Management support is of utmost importance for the successful CDP experience. You have to start with short term goals that show you how the CDP is benefitting the business in terms of cost savings or revenue gains. Persuading senior executives about having a single, unified view of the customer will be key.
Q: Does your marketing staff know how to efficaciously use CDP?
You need to gauge whether or not you need self-serve, full serve or something in between. Even though CDPs are created for marketing end-users, they vary in the scope of their capabilities. Having some level of ongoing training to use them is pivotal. The kind of onboarding, customer support and/or professional services that CDPs offer, varies from vendor to vendor. You need to have a proper understanding of whether or not your marketing staff know how to efficiently use the Customer Data Platform, or if you lack internal resources, think of what sort of managed services are available.

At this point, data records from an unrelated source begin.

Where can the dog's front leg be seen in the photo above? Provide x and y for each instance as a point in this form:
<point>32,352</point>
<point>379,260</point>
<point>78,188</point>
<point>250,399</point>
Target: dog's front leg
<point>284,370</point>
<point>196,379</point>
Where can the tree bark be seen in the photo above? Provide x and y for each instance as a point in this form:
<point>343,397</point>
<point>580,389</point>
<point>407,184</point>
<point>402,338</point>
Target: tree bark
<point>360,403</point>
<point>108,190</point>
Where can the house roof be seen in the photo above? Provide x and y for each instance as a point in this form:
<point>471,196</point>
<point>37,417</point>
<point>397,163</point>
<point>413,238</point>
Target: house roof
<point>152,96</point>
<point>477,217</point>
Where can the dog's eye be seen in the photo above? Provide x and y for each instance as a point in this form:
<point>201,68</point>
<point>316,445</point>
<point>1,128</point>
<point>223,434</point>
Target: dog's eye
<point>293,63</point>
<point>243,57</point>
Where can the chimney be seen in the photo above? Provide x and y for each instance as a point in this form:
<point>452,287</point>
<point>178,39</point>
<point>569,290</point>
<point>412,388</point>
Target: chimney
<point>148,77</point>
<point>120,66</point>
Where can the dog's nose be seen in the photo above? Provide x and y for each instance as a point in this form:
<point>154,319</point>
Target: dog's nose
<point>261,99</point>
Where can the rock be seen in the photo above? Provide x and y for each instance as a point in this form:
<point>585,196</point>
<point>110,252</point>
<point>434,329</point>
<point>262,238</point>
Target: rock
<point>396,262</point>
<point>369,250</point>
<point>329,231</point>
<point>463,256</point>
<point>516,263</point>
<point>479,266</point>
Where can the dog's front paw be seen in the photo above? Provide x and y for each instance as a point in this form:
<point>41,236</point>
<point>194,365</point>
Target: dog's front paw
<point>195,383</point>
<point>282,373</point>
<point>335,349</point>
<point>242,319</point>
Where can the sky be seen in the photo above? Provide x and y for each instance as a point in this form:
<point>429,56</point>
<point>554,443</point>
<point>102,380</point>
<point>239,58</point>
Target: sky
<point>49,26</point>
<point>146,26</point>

Q: How will you be able to benchmark CDP success?
Setting business goals in advance will help you define and benchmark success later on. You need to understand the key performance indicators (KPIs) you want to measure. You need to know if you want to decrease data redundancy and track its impact on the speed of campaign execution. You also need to understand if you want to decrease the time spent by your marketing staff on manually transferring data from one system to another.
End thoughts
There is a colossal amount of valuable information about customers floating right now for any human or human team to keep up with it. If you are in the game of tracking an awful lot of user data like social platform experiences, purchasing, etc. and using that data to build marketing campaigns that can enhance customer experience, then Customer Data Platforms are surely the solution you should be considering.
If you think that you already have a Customer Relationship Management (CRM) software and it’s the same thing, you are mistaken. A CRM is definitely a solution that can enable a business to engage with its customers, but a CDP is like a CRM on steroids. It helps you engage the customers in a more meaningful way. It makes your content delivery much more personalised and efficient.